In July 1984, three high school kids tossed Charlie Howard off a Bangor, Maine, bridge, to his death, for being gay. The boys spent some time in juvenile detention; one later wrote a book called Penitence and spoke about accepting diversity to ease his remorse. (When I started dating the woman who is now my wife, she found that book on my shelves and turned ghostly white. In her history class at Bangor High, she told me, she sat behind one of the killers. She was out at the time. You can imagine how she felt when, as she recalls, the town rallied around the killers.) The national news media didn't notice homos at the time, but the news of Charlie Howard's death scorched the lesbian and gay community. It was the Matthew Shepard story of its day.
Charlie was what we then called a "flamer"; now we'd probably call him transgendered. I thought of Charlie as I read Bella English's Boston Globe story this weekend about twin boys in Orono, Maine-just a few miles up from Bangor, about two hours west of the Bay of Fundy-who turned out to be one boy and one girl. The story follows the family's struggles to come to terms with Nicole's (née Wyatt's) insistence that she wasn't a boy, but a girl:
When Wyatt and Jonas were born, their father was thrilled. Wayne looked forward to the day when he could hunt deer with his boys in the Maine woods. The family lived in Orono, near the University of Maine campus, where Wayne is the director of safety and environmental management.
They had no preparation for what would come next.
When Wyatt was 4, he asked his mother: "When do I get to be a girl?'' He told his father that he hated his penis and asked when he could be rid of it. Both father and son cried. When first grade started, Wyatt carried a pink backpack and a Kim Possible lunchbox.
Please do click over to read the very moving story and look at the pictures. It focuses on the family's struggles to accept and help her-and their ultimate success. When Wyatt is in first grade, the mother finds a Boston doctor who soon after founded GeMS at Children's Hospital, a first-in-the-country pediatric gender clinic. With that doctor's diagnosis and support, the family lets Wyatt begin to go to school as Nicole, which was hard on the deer-hunting father:
An Air Force veteran and former Republican, he realizes now he was grieving the loss of a son. "But once you get past that, I realize I never had a son,'' he says.
When fifth grade started, Wyatt was gone. Nicole showed up for school, sometimes wearing a dress and sporting shoulder-length hair. She began using the girls' bathroom. Nikki's friends didn't have a problem with the transformation; there were playdates and sleepovers.
"They said, 'It was about time!''' Nicole says. She was elected vice president of her class and excelled academically.
But one day a boy called her a "faggot,'' objected to her using the girls' bathroom, and reported the matter to his grandfather, who is his legal guardian. The grandfather complained to the Orono School Committee, with the Christian Civic League of Maine backing him. The superintendent of schools then decided Nicole should use a staff bathroom.

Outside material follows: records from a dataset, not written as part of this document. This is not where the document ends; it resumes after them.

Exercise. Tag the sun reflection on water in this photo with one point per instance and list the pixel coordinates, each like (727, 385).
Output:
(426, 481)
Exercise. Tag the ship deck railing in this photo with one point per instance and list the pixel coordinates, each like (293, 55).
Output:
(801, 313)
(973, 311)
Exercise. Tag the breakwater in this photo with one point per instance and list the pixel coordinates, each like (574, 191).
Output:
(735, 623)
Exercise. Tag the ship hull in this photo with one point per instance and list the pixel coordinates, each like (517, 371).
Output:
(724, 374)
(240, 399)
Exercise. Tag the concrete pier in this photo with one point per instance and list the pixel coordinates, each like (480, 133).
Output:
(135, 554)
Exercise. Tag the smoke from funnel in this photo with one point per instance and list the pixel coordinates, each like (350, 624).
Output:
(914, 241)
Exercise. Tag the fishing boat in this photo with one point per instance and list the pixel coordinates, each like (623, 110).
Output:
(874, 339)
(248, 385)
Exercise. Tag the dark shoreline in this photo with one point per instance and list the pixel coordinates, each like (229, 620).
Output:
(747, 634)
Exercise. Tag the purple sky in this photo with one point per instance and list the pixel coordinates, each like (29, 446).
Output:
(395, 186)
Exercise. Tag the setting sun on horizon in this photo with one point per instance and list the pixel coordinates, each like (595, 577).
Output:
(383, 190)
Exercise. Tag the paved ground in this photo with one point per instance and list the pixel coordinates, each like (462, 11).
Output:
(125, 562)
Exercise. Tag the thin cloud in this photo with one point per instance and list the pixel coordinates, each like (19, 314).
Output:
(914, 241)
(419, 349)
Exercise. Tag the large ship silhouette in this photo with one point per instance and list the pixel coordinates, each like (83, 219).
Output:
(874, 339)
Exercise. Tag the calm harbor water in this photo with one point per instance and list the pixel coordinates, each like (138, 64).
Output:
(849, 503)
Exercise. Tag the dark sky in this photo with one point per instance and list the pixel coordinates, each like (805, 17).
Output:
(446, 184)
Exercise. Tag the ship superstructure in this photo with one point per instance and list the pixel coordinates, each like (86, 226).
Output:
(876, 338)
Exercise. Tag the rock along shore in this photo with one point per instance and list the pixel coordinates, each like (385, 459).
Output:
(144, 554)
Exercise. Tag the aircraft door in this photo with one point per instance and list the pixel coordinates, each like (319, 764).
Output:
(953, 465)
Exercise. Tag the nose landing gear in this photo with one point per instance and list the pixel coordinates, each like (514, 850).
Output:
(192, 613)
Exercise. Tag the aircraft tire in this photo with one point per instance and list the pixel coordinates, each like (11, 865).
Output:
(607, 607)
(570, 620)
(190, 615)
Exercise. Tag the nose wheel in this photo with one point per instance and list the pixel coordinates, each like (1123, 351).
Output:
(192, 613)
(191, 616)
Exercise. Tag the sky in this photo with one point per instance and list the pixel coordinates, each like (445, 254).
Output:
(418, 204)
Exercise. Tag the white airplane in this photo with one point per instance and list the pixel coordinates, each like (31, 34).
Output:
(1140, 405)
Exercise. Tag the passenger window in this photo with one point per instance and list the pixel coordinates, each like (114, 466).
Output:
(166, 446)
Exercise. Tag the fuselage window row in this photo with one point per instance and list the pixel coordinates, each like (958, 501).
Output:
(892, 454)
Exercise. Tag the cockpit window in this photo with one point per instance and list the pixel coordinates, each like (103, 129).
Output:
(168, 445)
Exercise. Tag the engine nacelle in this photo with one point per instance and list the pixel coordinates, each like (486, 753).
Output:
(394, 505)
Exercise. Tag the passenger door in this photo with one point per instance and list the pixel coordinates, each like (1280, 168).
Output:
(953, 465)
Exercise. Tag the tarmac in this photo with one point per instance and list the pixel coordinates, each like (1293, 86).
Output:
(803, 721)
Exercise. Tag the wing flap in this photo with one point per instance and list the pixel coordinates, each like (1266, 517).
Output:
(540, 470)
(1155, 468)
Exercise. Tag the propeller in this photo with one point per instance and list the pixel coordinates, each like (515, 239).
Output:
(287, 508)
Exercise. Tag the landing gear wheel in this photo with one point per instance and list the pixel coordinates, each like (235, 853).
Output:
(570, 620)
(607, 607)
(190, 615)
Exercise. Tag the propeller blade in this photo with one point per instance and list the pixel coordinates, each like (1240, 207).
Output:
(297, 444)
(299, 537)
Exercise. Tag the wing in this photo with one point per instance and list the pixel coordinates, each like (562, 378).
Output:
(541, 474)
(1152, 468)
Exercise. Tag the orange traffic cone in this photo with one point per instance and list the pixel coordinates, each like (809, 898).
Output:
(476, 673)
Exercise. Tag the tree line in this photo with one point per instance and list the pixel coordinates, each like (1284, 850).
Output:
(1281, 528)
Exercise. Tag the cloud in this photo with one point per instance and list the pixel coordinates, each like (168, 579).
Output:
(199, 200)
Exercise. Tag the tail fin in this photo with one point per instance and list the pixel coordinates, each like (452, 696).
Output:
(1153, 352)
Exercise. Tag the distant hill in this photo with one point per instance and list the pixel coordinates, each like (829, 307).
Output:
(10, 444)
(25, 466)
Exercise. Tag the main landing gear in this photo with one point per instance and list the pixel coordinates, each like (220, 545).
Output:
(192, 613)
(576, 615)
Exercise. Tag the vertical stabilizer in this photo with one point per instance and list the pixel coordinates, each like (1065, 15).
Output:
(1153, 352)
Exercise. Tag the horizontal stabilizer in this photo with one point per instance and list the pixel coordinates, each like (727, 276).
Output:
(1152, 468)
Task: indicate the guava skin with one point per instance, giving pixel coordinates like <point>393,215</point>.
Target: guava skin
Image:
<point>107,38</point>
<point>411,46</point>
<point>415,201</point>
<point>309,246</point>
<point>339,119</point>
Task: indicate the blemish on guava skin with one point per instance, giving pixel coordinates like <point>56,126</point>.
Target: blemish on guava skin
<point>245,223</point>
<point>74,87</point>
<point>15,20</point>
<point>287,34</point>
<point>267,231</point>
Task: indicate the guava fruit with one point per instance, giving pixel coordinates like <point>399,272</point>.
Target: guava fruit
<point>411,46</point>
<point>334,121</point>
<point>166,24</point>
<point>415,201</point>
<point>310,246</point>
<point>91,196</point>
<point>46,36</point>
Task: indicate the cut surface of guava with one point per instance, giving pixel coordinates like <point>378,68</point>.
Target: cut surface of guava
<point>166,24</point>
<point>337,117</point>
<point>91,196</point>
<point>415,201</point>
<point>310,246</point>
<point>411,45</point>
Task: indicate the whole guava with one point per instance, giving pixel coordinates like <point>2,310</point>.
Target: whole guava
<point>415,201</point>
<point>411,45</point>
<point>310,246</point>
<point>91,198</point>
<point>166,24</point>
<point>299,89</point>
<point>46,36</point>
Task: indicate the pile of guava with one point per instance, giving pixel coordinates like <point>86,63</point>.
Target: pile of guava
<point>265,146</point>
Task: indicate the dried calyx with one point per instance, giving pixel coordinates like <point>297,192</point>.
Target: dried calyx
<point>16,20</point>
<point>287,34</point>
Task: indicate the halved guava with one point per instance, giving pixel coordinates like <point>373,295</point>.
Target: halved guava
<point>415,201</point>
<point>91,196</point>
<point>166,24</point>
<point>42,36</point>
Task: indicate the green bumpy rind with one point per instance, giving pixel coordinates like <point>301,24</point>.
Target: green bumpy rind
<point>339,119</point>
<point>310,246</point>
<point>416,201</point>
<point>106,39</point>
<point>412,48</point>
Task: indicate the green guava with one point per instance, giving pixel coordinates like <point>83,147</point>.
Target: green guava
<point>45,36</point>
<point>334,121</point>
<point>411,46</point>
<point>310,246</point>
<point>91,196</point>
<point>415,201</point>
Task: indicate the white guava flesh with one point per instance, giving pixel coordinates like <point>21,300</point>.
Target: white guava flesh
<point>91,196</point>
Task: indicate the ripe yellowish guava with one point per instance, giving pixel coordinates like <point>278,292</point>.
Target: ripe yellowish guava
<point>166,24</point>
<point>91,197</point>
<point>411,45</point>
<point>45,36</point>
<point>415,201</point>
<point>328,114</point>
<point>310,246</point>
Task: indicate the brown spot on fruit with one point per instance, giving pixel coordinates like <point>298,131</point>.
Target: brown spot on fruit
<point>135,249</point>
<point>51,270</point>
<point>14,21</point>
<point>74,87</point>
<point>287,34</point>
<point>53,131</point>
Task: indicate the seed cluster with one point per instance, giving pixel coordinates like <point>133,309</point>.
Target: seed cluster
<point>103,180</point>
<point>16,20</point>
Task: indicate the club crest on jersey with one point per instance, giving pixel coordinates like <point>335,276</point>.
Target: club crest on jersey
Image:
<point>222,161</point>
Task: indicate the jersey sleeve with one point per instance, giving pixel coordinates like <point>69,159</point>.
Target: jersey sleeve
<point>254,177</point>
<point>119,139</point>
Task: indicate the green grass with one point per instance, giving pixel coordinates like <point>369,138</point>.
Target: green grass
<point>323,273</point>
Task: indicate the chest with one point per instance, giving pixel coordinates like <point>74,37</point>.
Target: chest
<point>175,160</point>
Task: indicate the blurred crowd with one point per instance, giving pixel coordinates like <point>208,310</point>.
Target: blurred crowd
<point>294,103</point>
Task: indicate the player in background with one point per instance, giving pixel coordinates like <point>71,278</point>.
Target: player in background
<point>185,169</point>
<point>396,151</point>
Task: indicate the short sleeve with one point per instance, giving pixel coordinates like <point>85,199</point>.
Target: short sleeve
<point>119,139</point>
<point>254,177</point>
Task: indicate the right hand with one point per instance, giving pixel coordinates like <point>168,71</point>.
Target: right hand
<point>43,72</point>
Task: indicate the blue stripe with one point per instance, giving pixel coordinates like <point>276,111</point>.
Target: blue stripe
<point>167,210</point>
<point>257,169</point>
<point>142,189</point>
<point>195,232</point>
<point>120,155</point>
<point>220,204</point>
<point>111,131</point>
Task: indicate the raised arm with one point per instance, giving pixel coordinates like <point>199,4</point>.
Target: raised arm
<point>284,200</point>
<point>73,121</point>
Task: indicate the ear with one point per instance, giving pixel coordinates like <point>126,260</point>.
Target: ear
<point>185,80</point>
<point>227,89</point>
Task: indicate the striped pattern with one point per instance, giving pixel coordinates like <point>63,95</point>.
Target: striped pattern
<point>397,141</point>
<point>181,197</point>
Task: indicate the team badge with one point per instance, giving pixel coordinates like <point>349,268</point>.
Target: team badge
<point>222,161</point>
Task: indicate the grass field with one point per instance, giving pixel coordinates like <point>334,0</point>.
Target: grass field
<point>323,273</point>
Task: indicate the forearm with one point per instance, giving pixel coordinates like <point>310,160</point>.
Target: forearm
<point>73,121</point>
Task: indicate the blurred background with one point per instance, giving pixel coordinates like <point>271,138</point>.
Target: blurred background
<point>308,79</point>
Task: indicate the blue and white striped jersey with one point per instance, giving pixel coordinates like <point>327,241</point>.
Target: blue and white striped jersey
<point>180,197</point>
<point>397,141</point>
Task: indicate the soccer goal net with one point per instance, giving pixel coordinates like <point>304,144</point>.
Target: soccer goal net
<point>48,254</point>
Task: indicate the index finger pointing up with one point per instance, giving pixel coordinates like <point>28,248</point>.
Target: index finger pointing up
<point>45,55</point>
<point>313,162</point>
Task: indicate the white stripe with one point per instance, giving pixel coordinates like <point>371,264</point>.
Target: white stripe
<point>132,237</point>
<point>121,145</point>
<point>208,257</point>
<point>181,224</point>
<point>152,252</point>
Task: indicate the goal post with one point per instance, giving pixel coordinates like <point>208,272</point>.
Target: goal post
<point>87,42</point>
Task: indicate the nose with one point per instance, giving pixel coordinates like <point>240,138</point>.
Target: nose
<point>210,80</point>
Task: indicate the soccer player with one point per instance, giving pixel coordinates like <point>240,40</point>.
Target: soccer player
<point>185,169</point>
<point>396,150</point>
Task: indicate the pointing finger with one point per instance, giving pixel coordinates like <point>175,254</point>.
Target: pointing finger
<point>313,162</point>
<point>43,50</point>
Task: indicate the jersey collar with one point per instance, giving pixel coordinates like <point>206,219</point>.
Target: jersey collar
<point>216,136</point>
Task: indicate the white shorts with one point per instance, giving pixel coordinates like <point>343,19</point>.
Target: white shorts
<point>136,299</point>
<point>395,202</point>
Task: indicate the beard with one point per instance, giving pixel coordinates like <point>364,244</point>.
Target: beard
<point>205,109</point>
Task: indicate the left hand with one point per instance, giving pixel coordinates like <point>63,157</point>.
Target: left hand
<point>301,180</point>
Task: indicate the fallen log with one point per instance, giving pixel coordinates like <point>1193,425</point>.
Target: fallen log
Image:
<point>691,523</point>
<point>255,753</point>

Bathrooms are the ground zero of transgender battles, the equivalent of shared showers in the military debates, that red herring. Imagine never knowing whether you will be able to pee without harassment, or being assigned just one unisex bathroom in a large complex. Who in the world could it possibly hurt to allow the very few transgender folks in our midst to go potty when and where they need to? Honestly, do people think Nicole is going to get down on her knees and peer up at the girls? Like anyone, she just wants to be able to perform a basic human function safely without being shadowed, harassed, or segregated.
Finally, the family found GLAD, the New England legal advocacy group that has been behind the region's winning same-sex marriage lawsuits. GLAD helped the family file a lawsuit against the school for siding with the bullies. The Maines-yes, that's their real last name-have left Orono for their daughter's safety and their own peace of mind. The Bangor Daily News, here, reports both the family's and the school's points of view on whether or not the school appropriately protected Nicole. Check out Nicole's brief, wonderful remarks at a GLAD dinner this year-and check out her father's heartwenching and funny comments as well.
I'm in awe of this family, which has been both brave and lucky. They courageously put their child's well-being in front of anyone's gender ideology or religious beliefs, saving her years of misery. And they happened to live in New England in the 21st century, where we have both a groundbreaking pediatric gender-identity clinic and a groundbreaking legal advocacy project dedicated to transgender issues. It makes me weak with gratitude to think that Nicole will be spared Charlie Howard's fate.